Behavioral journalism is a term used to describe a theory-based health communication messaging strategy that is based on conveying “role model stories” about real people and how they achieve healthy behavior changes. The aim is to stimulate imitation of these models by audiences of their peers. Theoretical foundations for the strategy itself are in Albert Bandura’s social cognitive theory and Everett Rogers’s model of diffusion of innovations, but it can be used flexibly to convey various kinds of theory-driven message content. Behavioral journalism emerged as an explicit health communication technique in the late 1970s and was developed as a distinct alternative to the social marketing approach and its focus on centrally generated messages devised by experts. It has been used subsequently to promote smoking cessation, improvements in nutrition and physical activity, avoidance of sexually transmitted diseases and unplanned pregnancy, reduced intergroup hostility, advocacy for healthy policy and environmental changes, and many other diverse health promotion objectives.

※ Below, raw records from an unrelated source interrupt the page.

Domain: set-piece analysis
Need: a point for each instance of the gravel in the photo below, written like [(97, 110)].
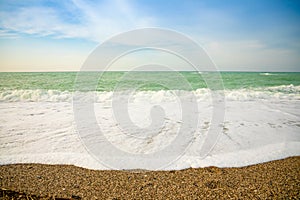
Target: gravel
[(272, 180)]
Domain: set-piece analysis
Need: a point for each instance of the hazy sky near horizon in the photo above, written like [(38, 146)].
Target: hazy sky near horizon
[(247, 35)]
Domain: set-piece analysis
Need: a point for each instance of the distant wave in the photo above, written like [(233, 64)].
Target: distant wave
[(267, 74), (287, 92)]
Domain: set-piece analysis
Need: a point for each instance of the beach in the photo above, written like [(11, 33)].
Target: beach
[(278, 179)]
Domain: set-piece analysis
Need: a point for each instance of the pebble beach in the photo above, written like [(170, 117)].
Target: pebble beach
[(278, 179)]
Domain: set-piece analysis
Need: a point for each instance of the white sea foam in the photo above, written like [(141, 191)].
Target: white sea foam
[(260, 125), (284, 92)]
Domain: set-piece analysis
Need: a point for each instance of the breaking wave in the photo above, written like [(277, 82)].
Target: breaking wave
[(284, 92)]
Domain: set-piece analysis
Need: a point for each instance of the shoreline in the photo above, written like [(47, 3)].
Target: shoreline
[(274, 179)]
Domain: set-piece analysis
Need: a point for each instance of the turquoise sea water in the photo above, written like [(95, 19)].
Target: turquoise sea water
[(64, 81)]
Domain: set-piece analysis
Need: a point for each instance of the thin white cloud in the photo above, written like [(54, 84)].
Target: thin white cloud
[(97, 21)]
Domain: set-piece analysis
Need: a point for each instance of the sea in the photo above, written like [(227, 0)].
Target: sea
[(38, 122)]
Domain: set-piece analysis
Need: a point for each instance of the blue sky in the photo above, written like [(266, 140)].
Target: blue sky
[(244, 35)]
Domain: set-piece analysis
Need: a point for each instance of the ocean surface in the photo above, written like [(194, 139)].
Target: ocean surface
[(37, 123)]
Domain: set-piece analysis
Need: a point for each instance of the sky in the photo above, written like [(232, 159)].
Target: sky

Formats used for behavioral journalism include reality television programs, broadcast and print news media, printed newsletters for special audiences, documentary film and video, digital and mobile communication, and new social media. Behavioral journalism is intended for use in concert with community organization and actions to prompt and reinforce the imitation of role models and to facilitate and enable behavior change, and its use in that context has yielded many reports of significant impact on behavior. With citations of use growing steadily in the past two decades, behavioral journalism has proven to be readily adaptable to new and emerging communication technologies.